Actualizado 17/12/2013 22:03 CET

Vila señala que el 48% de la contaminación del aire en Barcelona se debe al transporte rodado

El conseller Santi Vila y Martí Solà (Gas Natural Fenosa)
EUROPA PRESS

Expertos recuerdan la importancia de reducir el número de coches para mejorar los indicadores

BARCELONA, 7 Nov. (EUROPA PRESS) -

El conseller de Territorio y Sostenibilidad de la Generalitat, Santi Vila, ha recordado este jueves que hasta el 48% de las partículas contaminantes del aire en el área de Barcelona son responsabilidad del transporte rodado, por lo que cualquier política de mejora de la calidad debe tener en la movilidad y en el tráfico "el primer ámbito de trabajo".

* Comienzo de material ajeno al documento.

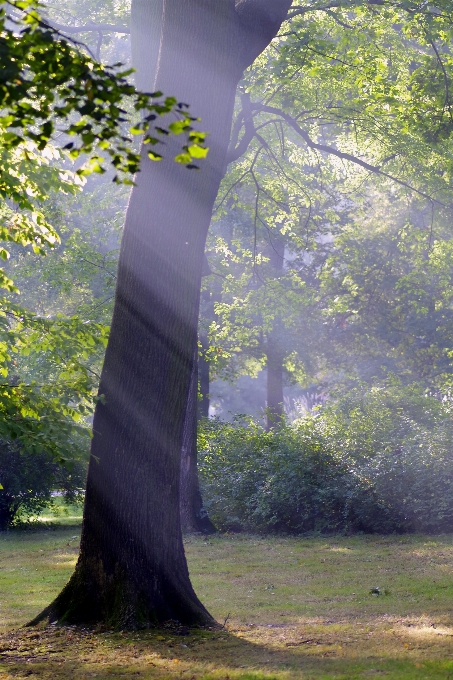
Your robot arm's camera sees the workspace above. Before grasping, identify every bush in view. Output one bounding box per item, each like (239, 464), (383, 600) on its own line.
(0, 440), (85, 531)
(199, 386), (453, 533)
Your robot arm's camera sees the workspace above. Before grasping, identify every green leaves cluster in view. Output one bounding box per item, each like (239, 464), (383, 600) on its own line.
(199, 383), (453, 533)
(0, 0), (206, 175)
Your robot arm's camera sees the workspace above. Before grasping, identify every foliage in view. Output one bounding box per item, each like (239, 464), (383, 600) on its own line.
(0, 440), (85, 531)
(199, 385), (453, 533)
(0, 0), (207, 470)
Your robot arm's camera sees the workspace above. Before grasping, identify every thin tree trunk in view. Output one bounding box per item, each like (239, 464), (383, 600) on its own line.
(180, 347), (216, 534)
(31, 0), (291, 628)
(266, 233), (285, 430)
(266, 331), (284, 430)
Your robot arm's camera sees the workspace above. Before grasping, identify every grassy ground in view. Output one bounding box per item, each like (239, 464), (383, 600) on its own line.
(0, 526), (453, 680)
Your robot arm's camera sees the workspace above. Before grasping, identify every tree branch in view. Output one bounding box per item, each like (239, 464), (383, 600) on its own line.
(252, 104), (445, 207)
(226, 92), (255, 165)
(236, 0), (292, 69)
(46, 18), (131, 34)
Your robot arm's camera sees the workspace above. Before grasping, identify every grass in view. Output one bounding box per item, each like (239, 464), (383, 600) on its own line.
(0, 526), (453, 680)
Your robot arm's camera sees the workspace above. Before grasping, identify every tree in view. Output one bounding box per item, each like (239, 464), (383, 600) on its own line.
(0, 0), (200, 462)
(32, 0), (291, 627)
(32, 0), (453, 627)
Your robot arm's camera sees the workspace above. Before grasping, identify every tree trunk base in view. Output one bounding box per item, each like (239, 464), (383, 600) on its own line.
(27, 565), (219, 630)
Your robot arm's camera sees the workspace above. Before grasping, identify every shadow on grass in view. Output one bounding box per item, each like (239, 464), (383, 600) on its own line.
(0, 626), (453, 680)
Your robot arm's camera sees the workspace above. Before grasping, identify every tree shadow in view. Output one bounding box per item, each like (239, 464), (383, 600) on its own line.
(0, 626), (453, 680)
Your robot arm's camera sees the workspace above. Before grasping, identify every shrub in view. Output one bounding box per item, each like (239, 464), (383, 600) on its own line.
(0, 440), (85, 531)
(199, 386), (453, 533)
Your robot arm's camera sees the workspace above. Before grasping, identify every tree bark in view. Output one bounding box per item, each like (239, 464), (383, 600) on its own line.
(32, 0), (291, 628)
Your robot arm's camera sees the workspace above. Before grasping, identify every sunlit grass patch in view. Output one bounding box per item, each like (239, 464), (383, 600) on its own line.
(0, 529), (453, 680)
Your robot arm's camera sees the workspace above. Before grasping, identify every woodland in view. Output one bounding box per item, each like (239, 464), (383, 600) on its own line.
(0, 0), (453, 648)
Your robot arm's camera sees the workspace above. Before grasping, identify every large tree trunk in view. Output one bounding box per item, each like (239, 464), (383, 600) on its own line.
(35, 0), (291, 628)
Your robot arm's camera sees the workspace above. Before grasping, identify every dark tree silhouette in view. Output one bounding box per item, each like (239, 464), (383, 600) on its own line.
(31, 0), (291, 628)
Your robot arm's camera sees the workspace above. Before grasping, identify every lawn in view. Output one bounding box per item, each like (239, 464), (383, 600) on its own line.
(0, 518), (453, 680)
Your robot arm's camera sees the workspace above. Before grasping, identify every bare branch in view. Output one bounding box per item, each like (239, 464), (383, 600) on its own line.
(46, 18), (131, 35)
(252, 104), (445, 207)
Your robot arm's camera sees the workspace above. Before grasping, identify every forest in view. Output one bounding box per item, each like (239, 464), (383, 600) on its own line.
(0, 0), (453, 680)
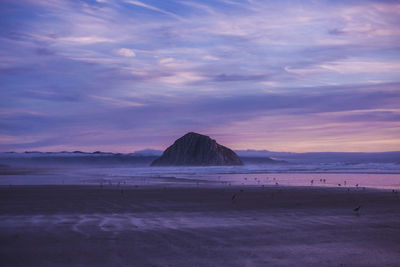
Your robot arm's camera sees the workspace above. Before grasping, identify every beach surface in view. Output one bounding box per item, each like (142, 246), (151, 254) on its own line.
(0, 185), (400, 266)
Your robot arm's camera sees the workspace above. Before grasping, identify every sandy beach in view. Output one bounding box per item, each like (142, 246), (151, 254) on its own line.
(0, 185), (400, 266)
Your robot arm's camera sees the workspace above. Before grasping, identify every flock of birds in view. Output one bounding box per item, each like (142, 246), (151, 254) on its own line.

Vila, que ha participado en la inauguración del seminario 'Calidad del aire urbano y salud humana', organizado por la Fundación Gas Natural Fenosa, ha recordado que hasta el 90% de la población europea vive en áreas urbanas en las que se supera el límite de contaminación para alguna de las sustancias marcadas por la Comisión Europea, por lo que ha apostado por medidas fiscales como "estímulo" para mejorar los indicadores.

El conseller, que ha reconocido que la calidad del aire y la salud de la población guardan una "relación directa", ha apuntado que el 80% de los catalanes vive en ciudades y ha situado las políticas ambientales como una prioridad para cualquier administración responsable.

El director general de la Fundación Gas Natural Fenosa, Martí Solà, ha añadido que la calidad del aire es un "tema trabajado pero no resuelto", y ha apostado por incidir en él porque afecta a toda la población, especialmente en lo que se refiere a los vehículos --ha recordado que en la última década en España ha crecido la población un 12% y el número de coches un 23%, hasta llegar a los 33 millones de unidades--.

En este sentido, ha hecho una clara apuesta por el vehículo que funciona con gas, una asignatura pendiente en España --ha lamentado que solo funcionan a día de hoy unos 4.000--, ya que aunque el coche eléctrico también ofrece buenos resultados, todavía no está resuelto el almacenamiento de la energía y las baterías siguen presentado "dificultades", ha asegurado.

NORMATIVA INCUMPLIDA

El seminario ha contado también con la participación de expertos como el investigador del Instituto de Diagnóstico Ambiental y Estudios del Agua (Idaea) del CSIC, Xavier Querol, y el codirector del Centro de Investigación en Epidemiología Ambiental (Creal), Jordi Sunyer, quienes han evidenciado que la contaminación del aire constituye un problema de salud humana de primer orden.

Querol ha reconocido que el área de Barcelona está mejor ahora que hace años y actualmente se dispone de las herramientas para solucionar los problemas que antes no se tenían, pero ha lamentado que la capital catalana tiene una densidad de tráfico "brutal" de 6.000 coches por kilómetros cuadrado, una de las más altas de Europa.

Por ello, ha considerado que "cae por su propio peso" que la reducción del número de vehículos en el ámbito urbano es una necesidad para reducir la contaminación, más allá de las medidas tecnológicas, y ha pedido a las administraciones no tener miedo en la toma de decisiones en este sentido.

Querol ha recordado que en las ciudades mediterráneas la ausencia de lluvia respecto al norte de Europa provoca la resuspensión de las partículas de los frenos --responsables del 60% de las PM10--, y que es necesario tomar nuevas medidas de reducción para asegurar que la Comisión Europea no adopte sanciones ante los actuales niveles de contaminación.

Sunyer, por su parte, ha indicado que según la Organización Mundial de la Salud (OMS), la contaminación del aire provoca hasta 3,5 millones de muertes al año en todo el mundo, la misma cifra que el sedentarismo y más que el colesterol.

"Evitaríamos muchas más muertes y ganaríamos mucha más calidad de vida" inviertiendo en calidad del aire que en otras cosas que preocupan más a la población, como el colesterol o las antenas de telefonía móvil, ha insistido Sunyer, que se ha declarado preocupado por la situación actual y ha evidenciado que la comunidad científica coincide en la importancia de esta problemática.